Robert is a famous engineer. One day he was given a task by his boss. The background of the task was the following:
Given a map consisting of square blocks. There were three kinds of blocks: Wall, Grass, and Empty. His boss wanted to place as many robots as possible in the map. Each robot held a laser weapon which could shoot to four directions (north, east, south, west) simultaneously. A robot had to stay at the block where it was initially placed all the time and to keep firing all the time. The laser beams certainly could pass the grid of Grass, but could not pass the grid of Wall. A robot could only be placed in an Empty block. Surely the boss would not want to see one robot hurting another. In other words, two robots must not be placed in one line (horizontally or vertically) unless there is a Wall between them.
Now that you are such a smart programmer and one of Robert's best friends, He is asking you to help him solving this problem.
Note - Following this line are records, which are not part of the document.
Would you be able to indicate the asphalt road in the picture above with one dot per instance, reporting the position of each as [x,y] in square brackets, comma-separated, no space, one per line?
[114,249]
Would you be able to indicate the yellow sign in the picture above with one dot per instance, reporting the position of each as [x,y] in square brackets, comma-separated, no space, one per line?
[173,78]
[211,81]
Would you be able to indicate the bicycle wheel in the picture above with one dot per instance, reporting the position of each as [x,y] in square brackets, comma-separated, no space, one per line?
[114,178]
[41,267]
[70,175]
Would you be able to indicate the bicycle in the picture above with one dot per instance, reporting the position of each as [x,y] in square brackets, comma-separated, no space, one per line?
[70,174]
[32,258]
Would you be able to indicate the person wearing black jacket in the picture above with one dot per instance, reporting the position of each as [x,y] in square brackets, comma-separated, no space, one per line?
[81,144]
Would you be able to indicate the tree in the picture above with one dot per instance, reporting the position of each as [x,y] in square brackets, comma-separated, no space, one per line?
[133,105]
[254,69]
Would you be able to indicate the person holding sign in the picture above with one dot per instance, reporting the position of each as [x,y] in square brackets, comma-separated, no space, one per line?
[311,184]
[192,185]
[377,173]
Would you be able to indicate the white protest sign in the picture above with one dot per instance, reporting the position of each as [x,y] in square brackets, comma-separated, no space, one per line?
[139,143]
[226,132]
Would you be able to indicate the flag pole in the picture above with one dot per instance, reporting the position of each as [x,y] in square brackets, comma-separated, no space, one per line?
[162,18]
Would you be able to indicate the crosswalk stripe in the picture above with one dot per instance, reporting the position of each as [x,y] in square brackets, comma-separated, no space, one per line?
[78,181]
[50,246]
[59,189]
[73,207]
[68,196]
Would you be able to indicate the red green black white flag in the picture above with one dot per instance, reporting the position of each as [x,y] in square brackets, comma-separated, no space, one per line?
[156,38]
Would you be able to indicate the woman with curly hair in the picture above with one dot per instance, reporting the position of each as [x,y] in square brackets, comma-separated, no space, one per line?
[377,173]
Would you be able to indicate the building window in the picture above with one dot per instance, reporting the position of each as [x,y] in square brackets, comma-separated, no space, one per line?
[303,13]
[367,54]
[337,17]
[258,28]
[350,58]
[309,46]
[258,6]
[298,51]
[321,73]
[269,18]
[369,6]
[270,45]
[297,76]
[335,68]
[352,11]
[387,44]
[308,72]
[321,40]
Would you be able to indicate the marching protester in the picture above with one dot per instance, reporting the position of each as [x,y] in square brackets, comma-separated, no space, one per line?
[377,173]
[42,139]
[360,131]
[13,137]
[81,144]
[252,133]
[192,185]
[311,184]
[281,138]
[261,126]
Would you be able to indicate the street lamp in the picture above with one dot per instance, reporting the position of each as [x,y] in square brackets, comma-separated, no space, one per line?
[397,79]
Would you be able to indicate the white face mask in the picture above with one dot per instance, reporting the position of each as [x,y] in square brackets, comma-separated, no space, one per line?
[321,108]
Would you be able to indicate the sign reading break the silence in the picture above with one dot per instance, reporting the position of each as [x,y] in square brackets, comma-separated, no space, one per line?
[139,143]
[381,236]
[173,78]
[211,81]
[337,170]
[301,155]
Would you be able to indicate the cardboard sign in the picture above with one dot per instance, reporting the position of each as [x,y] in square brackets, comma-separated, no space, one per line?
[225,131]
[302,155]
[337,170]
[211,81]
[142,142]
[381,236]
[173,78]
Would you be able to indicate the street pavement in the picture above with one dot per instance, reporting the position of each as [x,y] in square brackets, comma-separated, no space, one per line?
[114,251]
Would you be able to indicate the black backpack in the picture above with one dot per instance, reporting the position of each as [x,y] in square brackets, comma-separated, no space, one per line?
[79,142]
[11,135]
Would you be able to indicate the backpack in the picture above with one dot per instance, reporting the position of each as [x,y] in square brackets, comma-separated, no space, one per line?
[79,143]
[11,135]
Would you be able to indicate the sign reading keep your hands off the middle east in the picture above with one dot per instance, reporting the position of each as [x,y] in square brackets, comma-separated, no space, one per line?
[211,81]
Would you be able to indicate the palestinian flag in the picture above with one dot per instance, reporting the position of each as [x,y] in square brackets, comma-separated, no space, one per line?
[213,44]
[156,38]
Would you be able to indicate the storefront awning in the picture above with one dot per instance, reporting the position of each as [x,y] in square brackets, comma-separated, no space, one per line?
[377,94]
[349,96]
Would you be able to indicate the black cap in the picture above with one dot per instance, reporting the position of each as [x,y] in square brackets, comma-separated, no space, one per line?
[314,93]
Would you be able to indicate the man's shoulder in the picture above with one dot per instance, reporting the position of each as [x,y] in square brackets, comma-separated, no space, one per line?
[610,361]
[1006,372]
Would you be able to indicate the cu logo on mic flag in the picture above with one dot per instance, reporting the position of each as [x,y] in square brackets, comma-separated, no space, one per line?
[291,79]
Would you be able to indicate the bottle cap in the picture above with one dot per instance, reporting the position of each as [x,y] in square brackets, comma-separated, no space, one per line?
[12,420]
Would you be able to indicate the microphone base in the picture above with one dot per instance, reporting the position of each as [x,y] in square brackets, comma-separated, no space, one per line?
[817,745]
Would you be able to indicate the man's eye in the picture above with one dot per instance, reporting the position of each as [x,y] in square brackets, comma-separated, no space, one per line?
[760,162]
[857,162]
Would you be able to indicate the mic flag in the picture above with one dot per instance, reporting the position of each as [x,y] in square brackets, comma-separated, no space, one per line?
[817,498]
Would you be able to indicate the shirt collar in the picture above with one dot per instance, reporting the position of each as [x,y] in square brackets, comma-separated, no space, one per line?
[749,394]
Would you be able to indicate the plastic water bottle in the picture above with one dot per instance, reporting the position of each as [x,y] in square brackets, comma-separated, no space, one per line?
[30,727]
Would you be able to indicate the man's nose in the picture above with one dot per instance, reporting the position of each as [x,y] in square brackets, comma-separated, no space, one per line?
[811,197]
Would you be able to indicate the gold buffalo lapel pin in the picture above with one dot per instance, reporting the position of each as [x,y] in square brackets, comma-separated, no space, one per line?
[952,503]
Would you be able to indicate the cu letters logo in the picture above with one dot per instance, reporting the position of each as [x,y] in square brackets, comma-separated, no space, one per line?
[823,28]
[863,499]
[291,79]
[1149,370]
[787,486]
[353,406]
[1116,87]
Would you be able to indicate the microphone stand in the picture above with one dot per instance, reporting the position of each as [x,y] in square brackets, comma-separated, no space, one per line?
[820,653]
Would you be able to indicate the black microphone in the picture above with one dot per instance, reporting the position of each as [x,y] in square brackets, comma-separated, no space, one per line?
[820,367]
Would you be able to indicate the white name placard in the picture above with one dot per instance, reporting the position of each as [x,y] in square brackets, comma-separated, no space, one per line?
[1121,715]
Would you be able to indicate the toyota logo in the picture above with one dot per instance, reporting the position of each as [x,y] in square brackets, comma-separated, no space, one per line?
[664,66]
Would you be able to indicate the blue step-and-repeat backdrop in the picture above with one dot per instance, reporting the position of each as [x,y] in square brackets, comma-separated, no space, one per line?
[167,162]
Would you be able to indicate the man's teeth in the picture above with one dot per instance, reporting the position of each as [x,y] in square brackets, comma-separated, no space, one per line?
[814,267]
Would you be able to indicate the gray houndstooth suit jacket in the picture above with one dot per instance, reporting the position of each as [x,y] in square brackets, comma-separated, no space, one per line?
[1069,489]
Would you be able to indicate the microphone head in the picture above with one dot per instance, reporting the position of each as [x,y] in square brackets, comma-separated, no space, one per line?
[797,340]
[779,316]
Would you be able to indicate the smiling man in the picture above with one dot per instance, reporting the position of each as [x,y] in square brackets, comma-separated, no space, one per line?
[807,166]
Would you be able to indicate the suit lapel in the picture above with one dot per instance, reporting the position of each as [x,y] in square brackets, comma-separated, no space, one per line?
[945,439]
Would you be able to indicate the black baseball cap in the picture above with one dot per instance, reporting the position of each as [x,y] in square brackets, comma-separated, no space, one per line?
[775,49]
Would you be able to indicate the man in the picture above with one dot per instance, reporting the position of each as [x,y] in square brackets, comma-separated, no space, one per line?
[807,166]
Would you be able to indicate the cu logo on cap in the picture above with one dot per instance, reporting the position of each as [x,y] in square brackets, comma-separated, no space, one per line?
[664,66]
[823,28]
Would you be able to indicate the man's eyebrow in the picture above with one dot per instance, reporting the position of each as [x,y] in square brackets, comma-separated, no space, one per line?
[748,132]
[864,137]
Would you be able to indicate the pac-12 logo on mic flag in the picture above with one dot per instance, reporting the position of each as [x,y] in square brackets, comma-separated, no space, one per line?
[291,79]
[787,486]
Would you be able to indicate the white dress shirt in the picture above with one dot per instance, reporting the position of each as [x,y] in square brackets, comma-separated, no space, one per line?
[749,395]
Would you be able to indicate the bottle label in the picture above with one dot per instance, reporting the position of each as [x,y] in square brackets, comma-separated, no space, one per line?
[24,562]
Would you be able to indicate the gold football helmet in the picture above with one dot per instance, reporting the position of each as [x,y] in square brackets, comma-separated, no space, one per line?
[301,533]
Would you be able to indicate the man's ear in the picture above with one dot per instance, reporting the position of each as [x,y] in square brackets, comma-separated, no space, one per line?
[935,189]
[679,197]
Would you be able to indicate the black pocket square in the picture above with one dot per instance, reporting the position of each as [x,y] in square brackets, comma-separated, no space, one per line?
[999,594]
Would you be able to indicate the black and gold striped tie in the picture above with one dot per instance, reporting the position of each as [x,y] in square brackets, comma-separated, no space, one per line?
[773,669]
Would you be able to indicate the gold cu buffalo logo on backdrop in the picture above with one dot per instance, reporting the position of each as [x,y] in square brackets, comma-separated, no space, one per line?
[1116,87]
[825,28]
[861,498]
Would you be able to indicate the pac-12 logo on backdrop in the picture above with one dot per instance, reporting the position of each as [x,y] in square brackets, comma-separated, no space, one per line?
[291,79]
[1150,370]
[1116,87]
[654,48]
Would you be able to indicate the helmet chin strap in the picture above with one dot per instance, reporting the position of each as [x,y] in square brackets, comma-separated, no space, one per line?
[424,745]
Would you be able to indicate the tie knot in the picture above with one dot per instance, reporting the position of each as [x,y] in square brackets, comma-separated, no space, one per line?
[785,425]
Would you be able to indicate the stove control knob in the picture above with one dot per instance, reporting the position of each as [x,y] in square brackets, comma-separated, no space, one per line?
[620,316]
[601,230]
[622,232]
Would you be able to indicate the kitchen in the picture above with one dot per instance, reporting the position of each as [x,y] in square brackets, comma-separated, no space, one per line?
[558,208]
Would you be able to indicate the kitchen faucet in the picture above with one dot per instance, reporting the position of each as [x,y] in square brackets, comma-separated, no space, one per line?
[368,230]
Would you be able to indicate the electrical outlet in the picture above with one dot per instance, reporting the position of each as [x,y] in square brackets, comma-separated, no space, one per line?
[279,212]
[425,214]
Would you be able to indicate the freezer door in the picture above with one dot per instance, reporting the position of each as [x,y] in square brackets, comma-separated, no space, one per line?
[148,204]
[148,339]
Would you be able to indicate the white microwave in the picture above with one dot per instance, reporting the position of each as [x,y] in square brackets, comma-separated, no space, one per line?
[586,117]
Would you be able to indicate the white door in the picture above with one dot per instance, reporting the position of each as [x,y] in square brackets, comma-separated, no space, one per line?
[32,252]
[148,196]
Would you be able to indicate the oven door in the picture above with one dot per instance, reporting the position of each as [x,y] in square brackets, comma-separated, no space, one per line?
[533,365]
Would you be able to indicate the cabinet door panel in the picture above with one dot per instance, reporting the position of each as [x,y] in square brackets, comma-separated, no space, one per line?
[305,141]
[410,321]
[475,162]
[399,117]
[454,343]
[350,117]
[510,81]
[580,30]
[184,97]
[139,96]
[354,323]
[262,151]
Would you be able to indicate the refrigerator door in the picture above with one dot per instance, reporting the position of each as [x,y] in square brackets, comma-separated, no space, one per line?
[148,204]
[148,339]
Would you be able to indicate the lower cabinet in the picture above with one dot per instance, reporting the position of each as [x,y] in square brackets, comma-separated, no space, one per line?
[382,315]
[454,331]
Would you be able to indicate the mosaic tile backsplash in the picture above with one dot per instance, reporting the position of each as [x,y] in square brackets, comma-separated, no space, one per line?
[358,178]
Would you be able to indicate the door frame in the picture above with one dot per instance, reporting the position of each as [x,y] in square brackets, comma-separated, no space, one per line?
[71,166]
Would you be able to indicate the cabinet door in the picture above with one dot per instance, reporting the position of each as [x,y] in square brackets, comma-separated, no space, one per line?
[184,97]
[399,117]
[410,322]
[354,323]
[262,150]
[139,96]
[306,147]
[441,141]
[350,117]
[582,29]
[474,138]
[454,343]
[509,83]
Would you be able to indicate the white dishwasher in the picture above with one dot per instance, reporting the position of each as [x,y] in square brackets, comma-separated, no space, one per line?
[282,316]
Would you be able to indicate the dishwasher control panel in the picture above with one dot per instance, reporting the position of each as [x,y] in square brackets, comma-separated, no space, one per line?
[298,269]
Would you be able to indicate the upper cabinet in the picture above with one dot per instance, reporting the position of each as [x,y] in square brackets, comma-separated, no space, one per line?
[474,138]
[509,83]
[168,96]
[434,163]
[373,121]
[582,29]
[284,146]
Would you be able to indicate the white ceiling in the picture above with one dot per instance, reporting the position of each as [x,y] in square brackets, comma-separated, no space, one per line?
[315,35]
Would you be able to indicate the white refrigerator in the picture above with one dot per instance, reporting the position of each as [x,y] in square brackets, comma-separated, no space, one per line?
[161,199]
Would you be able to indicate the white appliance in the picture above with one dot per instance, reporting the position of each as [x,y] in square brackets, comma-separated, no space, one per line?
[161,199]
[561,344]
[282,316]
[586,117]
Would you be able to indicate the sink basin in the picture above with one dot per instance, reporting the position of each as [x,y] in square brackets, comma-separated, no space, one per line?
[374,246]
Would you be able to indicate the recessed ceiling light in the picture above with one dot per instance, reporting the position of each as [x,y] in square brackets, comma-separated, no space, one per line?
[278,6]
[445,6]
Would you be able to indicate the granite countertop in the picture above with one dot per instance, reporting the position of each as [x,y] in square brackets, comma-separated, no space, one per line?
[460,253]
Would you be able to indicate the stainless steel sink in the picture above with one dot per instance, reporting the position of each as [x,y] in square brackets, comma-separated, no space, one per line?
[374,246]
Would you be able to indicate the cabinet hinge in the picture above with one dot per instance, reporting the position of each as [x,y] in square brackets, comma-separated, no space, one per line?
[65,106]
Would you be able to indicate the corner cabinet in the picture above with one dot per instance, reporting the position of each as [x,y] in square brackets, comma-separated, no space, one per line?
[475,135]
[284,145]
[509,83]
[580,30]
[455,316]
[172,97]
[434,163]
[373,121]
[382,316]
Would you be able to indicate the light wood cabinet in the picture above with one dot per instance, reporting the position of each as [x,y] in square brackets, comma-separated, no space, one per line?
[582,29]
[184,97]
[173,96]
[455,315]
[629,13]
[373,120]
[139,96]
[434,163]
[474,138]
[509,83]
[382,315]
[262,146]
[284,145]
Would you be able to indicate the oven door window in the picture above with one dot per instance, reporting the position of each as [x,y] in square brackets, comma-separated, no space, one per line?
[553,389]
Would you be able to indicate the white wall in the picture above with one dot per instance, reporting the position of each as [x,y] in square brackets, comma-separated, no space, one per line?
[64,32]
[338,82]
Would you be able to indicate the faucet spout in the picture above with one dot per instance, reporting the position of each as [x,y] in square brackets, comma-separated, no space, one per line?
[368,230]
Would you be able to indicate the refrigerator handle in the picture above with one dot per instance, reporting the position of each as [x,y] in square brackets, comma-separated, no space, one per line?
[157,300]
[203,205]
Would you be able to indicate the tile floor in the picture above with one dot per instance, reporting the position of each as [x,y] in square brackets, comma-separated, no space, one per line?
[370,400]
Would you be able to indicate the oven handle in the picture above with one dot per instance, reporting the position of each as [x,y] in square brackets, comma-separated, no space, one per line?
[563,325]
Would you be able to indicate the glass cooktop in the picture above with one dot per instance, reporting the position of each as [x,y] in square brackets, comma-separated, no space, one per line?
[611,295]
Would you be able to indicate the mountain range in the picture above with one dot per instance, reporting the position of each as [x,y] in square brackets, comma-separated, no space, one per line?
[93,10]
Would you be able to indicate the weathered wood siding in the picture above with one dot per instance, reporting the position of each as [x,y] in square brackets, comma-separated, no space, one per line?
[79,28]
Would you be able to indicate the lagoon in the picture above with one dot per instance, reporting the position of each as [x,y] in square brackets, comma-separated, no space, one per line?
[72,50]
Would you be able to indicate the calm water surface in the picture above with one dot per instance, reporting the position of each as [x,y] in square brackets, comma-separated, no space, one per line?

That is, given the description of  a map, compute the maximum number of robots that can be placed in the map.

输入

The first line contains an integer T (<= 11) which is the number of test cases. 
For each test case, the first line contains two integers m and n (1<= m, n <=50) which are the row and column sizes of the map. Then m lines follow, each contains n characters of '#', '*', or 'o' which represent Wall, Grass, and Empty, respectively. 

输出

For each test case, first output the case number in one line, in the format: "Case :id" where id is the test case number, counting from 1. In the second line just 
output the maximum number of robots that can be placed in that map.

样例输入

复制样例数据

2
4 4
o***
*###
oo#o
***o
4 4
#ooo
o#oo
oo#o
***#

样例输出

Case :1
3
Case :2
5
思路：只需要考虑空地和墙壁即可，找出行和列的联通块，用交点建立二分图，进行最大匹配就好了。

#include<bits/stdc++.h>
#include<vector>
using namespace std;
const int maxn=2e3+100;
int ans,f[maxn],mt[maxn],n,m,cx,cy,cnt;
int l[60][60],r[60][60];
char str[60][60];
vector<int>q[maxn];
int match(int now){
    for(int i=0;i<q[now].size();i++){
        if(!mt[q[now][i]]){
            mt[q[now][i]]=1;
            if(f[q[now][i]]==-1||match(f[q[now][i]])){
                f[q[now][i]]=now;
                return 1;
            }
        }
    }
    return 0;
}
int hg(){
    ans=0;
    for(int i=1;i<=cx;i++){
        memset(mt,0,sizeof(mt));
        if(match(i))ans++;
    }
    return ans;
}
int main()
{
    int T;
    cin>>T;
    while(T--){
        for(int i=0;i<maxn;i++)f[i]=-1,q[i].clear();
        cin>>n>>m;
        cx=cy=0;
        memset(l,0,sizeof(l));
        memset(r,0,sizeof(r));
        for(int i=1;i<=n;i++)scanf("%s",str[i]+1);
        for(int i=1;i<=n;i++){
            int c=0;
            for(int j=1;j<=m;j++){
                if(str[i][j]=='o'){
                    if(!c)++cx;
                    c=1;
                    l[i][j]=cx;
                }else if(str[i][j]=='#')c=0;
            }
        }
        for(int i=1;i<=m;i++){
            int u=0;
            for(int j=1;j<=n;j++){
                if(str[j][i]=='o'){
                    if(!u)++cy;
                    u=1;
                    r[j][i]=cy;
                }else if(str[j][i]=='#')u=0;
            }
        }
        for(int i=1;i<=cx;++i) q[i].clear();
        for(int i=1;i<=n;i++){
            for(int j=1;j<=m;j++){
                if(l[i][j]&&r[i][j]){
                    q[l[i][j]].push_back(r[i][j]);
                }
            }
        }
        cout<<"Case "<<':'<<++cnt<<endl;
        cout<<hg()<<endl;
    }
}